What’s interesting about this posting is not that the CEO used YouTube to distribute his apology (well, that’s sort of interesting, but not what I’m talking about here), it’s that Doctorow has now coined a neologism: “youtube,” as in, “post/distribute a video via YouTube.” It’s fascinating to witness the language changes that the internet brings with it – “googling” is now used as a reference to any type of online search – and now it looks like “youtube” will represent any sort of online video content. The commercial nature of the web is now becoming naturalized into the language we use to talk about it. This has happened before with terms like “Xerox” and “aspirin,” but I wonder if terms like “googling” or “youtub(ing)” will have the same staying power. Oh, and it’s a bit unnerving to realize that with Google’s acquisition of YouTube, they’re actually “owners” of both neologisms.
No power = no heat, no light, no computer, no fridge, no Wii, and one unhappy camper.

I find it particularly interesting that the most racially and economically diverse neighborhoods of Seattle just so happen to be the ones that don’t have power yet. Of course, I’m sure this is just a coincidence…
OMG. LOL. WTF?
Anyone who wants to argue that the video game industry isn’t seriously sexist (and just about any other -ist you can think about) ought to spend a little time watching this fake ad for the Wii, which appeared on the G4 network. Oh, and the game industry says it’s all about grrl gamers…right. And, don’t get me started about the Ubisoft-backed Frag Dolls. Ugh.
There is, however, a great article in this month’s The Atlantic about attempts to create immersive environments in which characters actually respond to your words.
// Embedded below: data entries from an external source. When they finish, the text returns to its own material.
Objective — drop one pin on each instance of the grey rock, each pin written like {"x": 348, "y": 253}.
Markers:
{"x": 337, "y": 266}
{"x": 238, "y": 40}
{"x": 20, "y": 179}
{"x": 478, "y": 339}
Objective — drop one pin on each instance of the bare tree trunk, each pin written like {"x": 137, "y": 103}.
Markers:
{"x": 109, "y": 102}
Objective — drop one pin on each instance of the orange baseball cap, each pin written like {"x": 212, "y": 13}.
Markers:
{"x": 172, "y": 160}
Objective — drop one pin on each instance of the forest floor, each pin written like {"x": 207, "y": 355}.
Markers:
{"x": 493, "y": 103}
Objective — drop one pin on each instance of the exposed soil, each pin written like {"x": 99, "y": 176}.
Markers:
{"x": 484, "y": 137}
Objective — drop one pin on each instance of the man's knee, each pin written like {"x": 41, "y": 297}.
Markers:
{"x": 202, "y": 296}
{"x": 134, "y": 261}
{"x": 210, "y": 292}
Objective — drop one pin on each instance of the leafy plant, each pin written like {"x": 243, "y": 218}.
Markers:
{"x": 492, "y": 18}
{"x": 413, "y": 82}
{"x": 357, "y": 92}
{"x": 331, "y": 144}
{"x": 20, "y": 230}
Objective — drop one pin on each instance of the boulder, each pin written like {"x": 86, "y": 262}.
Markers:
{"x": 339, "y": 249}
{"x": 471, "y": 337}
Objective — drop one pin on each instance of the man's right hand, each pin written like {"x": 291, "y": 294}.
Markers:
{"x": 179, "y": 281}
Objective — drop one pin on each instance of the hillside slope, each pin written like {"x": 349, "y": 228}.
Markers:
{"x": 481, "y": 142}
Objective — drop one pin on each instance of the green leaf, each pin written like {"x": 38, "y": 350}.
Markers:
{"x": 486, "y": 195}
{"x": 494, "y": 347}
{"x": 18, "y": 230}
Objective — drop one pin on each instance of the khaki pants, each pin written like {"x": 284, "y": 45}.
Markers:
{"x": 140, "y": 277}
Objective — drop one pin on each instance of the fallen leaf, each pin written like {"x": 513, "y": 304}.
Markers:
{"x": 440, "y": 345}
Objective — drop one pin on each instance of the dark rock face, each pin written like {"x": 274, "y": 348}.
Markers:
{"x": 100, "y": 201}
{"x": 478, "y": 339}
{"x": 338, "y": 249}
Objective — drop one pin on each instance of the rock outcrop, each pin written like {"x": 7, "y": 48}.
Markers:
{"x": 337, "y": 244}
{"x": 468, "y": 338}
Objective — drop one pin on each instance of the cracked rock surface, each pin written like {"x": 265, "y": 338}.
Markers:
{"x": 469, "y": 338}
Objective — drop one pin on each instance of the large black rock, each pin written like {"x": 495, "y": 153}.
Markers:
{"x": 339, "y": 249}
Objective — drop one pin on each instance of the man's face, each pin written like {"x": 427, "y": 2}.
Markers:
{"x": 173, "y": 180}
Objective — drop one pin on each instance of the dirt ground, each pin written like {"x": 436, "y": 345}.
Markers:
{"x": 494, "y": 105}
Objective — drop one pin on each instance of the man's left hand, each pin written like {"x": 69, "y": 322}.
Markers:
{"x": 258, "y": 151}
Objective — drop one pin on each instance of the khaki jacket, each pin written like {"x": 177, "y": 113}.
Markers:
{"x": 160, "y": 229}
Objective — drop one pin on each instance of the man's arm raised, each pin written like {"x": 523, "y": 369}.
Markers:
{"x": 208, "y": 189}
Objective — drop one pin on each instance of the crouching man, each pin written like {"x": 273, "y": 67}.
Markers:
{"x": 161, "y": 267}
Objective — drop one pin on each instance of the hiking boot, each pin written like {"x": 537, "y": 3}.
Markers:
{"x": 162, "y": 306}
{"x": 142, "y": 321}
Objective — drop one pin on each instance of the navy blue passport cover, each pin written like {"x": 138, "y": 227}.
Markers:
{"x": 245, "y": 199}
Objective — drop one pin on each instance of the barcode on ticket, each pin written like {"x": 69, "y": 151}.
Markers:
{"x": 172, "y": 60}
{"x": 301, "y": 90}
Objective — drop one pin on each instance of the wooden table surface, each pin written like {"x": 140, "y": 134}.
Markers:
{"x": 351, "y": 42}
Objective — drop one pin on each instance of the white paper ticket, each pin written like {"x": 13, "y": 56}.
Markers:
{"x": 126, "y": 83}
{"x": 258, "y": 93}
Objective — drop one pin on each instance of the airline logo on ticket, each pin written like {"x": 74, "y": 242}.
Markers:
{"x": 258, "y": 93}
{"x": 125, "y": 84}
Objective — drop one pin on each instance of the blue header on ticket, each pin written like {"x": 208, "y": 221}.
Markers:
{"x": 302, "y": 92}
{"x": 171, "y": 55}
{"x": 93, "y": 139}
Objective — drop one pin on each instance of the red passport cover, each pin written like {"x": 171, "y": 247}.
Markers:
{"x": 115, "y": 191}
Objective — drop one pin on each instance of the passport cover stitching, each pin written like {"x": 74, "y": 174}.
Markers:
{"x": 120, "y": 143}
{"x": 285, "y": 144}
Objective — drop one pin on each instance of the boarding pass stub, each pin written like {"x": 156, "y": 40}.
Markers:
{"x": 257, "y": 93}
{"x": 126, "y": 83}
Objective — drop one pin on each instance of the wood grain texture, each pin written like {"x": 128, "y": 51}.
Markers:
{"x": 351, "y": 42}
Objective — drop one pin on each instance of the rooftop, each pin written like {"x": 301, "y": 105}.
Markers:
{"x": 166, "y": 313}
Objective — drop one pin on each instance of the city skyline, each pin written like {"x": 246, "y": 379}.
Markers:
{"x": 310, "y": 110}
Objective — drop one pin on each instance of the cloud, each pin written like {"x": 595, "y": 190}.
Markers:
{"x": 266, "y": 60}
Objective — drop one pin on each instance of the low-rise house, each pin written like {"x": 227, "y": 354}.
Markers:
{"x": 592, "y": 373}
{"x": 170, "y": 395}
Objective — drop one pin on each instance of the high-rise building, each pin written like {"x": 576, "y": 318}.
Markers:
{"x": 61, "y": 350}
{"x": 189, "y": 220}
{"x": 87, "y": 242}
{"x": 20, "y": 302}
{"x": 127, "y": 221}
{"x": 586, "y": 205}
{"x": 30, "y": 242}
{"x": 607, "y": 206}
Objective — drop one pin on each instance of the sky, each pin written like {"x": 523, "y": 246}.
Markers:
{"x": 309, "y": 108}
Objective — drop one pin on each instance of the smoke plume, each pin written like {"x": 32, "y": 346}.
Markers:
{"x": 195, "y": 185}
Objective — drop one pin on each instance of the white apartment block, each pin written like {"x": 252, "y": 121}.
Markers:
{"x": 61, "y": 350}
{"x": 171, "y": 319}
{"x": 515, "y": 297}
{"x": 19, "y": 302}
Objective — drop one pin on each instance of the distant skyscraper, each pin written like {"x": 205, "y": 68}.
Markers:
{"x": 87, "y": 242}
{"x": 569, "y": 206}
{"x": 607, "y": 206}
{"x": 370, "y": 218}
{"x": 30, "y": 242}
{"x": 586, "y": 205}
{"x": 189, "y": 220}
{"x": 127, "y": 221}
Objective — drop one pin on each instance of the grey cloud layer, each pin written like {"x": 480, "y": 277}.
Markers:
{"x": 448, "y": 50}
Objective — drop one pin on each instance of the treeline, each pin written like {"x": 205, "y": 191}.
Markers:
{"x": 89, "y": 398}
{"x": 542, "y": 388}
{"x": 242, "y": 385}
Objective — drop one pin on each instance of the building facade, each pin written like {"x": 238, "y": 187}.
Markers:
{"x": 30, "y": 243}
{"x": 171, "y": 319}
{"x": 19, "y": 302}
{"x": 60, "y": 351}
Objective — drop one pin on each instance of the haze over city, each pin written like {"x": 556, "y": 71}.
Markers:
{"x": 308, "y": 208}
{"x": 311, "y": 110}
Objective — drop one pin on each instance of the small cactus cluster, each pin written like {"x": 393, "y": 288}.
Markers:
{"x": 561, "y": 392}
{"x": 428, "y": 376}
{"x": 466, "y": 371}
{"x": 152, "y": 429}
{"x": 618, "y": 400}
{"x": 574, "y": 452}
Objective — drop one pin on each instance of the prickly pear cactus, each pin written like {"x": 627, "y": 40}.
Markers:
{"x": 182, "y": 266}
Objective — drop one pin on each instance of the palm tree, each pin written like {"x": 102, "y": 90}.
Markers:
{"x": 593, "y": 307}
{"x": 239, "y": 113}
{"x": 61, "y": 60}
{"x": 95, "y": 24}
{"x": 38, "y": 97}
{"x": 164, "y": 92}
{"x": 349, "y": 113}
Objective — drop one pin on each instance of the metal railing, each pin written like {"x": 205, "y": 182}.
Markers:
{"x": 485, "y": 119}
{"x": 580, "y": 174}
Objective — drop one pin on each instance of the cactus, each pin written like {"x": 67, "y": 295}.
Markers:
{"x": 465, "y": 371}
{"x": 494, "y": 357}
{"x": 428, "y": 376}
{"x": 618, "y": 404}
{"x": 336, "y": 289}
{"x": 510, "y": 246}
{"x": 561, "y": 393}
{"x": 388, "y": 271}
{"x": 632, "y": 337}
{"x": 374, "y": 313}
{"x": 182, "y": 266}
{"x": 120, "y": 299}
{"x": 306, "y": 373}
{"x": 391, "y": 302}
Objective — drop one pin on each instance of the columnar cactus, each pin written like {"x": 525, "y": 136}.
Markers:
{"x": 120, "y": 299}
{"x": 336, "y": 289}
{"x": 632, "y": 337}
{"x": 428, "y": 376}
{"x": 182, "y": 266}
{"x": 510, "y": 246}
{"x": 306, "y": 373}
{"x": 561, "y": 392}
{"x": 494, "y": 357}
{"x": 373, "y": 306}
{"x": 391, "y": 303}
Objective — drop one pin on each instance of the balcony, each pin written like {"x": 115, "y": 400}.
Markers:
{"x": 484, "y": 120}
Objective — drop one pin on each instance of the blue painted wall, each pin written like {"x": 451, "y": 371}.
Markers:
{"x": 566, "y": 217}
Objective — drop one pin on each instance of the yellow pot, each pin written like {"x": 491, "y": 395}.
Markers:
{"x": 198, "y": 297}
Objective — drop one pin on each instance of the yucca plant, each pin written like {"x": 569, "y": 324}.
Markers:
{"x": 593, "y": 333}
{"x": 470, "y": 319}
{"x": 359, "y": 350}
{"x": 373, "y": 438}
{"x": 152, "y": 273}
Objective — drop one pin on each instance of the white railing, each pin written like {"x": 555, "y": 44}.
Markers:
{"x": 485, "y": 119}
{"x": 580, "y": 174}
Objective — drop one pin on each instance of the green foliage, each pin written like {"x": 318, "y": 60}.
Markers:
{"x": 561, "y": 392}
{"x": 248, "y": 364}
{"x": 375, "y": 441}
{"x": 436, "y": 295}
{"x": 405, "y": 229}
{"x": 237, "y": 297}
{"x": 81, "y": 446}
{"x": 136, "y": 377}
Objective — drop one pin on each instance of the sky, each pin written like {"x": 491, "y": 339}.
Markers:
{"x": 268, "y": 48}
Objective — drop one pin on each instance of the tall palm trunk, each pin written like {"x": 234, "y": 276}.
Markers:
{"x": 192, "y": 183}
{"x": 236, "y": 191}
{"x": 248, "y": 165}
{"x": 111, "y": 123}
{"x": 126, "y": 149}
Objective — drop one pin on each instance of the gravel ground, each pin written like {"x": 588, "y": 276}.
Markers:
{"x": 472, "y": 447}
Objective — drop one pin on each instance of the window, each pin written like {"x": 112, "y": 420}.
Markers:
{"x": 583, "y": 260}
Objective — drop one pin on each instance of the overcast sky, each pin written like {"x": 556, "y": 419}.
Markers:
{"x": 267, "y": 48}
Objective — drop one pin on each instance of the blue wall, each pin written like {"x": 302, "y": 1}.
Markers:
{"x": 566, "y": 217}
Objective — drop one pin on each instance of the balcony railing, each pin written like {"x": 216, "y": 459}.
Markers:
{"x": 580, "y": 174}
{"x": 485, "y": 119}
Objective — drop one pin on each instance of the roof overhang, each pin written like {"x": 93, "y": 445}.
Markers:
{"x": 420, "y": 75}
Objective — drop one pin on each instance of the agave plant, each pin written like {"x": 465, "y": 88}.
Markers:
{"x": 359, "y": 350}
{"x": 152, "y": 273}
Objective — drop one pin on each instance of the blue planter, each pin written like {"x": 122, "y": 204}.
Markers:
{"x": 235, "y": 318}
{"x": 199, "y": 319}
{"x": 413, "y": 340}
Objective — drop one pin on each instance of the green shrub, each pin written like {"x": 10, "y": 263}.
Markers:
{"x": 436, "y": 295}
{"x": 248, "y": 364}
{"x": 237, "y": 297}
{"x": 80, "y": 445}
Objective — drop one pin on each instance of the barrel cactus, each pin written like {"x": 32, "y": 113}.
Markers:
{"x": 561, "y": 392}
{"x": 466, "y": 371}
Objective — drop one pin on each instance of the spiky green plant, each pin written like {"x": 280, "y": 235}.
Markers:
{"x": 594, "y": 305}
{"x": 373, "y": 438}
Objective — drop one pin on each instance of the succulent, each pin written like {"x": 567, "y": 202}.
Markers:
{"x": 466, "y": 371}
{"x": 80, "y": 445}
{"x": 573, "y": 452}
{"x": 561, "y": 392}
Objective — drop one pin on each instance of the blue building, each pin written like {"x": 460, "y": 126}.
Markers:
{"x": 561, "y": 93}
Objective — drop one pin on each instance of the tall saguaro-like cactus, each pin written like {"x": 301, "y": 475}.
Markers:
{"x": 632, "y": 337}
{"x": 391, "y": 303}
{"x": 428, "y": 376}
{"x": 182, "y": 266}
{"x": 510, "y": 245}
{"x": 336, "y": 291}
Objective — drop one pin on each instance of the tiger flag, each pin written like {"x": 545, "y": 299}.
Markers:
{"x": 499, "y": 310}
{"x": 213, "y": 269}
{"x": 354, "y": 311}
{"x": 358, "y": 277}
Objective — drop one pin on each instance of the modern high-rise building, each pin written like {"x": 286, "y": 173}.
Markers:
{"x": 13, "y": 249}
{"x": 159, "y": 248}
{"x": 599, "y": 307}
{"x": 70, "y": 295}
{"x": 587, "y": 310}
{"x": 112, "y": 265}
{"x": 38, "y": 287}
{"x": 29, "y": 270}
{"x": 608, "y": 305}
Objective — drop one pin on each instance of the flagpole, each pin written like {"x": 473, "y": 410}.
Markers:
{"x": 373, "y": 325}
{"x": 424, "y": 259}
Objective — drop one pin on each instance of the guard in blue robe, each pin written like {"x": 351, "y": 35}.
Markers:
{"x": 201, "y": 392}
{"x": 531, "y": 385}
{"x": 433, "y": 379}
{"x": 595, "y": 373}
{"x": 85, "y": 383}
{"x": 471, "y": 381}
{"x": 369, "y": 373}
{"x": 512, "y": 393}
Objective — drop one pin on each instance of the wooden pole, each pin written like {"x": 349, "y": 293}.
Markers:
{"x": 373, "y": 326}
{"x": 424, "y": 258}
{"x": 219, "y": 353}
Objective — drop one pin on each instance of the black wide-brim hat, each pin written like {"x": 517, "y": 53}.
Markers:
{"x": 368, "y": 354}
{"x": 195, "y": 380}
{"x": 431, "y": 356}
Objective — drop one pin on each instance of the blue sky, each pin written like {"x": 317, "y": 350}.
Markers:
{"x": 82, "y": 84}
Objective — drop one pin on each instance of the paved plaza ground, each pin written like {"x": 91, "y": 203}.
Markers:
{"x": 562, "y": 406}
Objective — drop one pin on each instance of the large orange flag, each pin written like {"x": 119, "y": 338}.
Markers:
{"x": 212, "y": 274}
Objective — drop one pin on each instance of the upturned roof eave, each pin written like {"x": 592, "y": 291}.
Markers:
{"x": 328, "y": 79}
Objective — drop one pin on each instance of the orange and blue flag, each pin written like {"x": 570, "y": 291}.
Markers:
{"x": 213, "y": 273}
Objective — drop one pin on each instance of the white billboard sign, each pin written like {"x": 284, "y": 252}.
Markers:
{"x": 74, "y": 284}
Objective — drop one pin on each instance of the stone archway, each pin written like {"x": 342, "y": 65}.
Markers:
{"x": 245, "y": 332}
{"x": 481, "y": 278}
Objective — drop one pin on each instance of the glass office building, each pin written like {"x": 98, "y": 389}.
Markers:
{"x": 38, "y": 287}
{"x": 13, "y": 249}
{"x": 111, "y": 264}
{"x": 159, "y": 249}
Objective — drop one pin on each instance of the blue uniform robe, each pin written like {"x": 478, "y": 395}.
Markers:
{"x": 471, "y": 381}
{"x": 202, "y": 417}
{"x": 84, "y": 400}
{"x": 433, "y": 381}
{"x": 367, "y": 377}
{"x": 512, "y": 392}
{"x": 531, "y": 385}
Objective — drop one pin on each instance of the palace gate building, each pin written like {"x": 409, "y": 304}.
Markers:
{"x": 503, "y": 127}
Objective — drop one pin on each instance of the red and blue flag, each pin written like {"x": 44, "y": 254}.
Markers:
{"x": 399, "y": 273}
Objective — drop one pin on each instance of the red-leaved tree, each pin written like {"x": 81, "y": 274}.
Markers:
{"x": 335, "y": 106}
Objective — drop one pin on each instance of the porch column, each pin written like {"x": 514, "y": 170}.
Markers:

Facade, a freeware “interactive drama” from Michael Mateas and Andrew Stern, is a pretty engaging first attempt. They’re hoping to push the genre of these environments.
“There’s no drama genre, there’s no comedy genre,” Andrew Stern told me recently. “What exists right now are action movies, basically.” He might have added: silent action movies. The video-game industry’s annual trade show in Los Angeles, called the Electronic Entertainment Expo, or E3 for short, is one of the loudest places I have ever been. Also one of the most silent.
…
It was only after I left the hall that I realized there was something odd about all the noise. The thunderous sound effects were masking the absence of conversation. In real life, much of what’s interesting involves talking to people. The characters in games could deliver scripted lines like “I’m ready to kick some ass!” or drop prerecorded comments on the action, but conversing with me or each other was completely beyond them. It occurred to me that if video games seem inhuman, that is because they lack humans. Their esoteric syntax is an artifact of a stunted environment in which blasting someone’s head off is easy but talking to him is impossible.A month later, I asked Andrew Stern what he thinks of E3. “I shake my head a little,” he replied. “All this effort and money being poured into all this derivative and uninspired work. I’m bored and slightly disgusted.”
I’ve tried out Facade and found it…well, interesting. It is more of an environment, rather than a game per-se, but I’m glad folks out there are actually trying to push the boundaries of video games far past the stereotypical point-and-shoot action genre.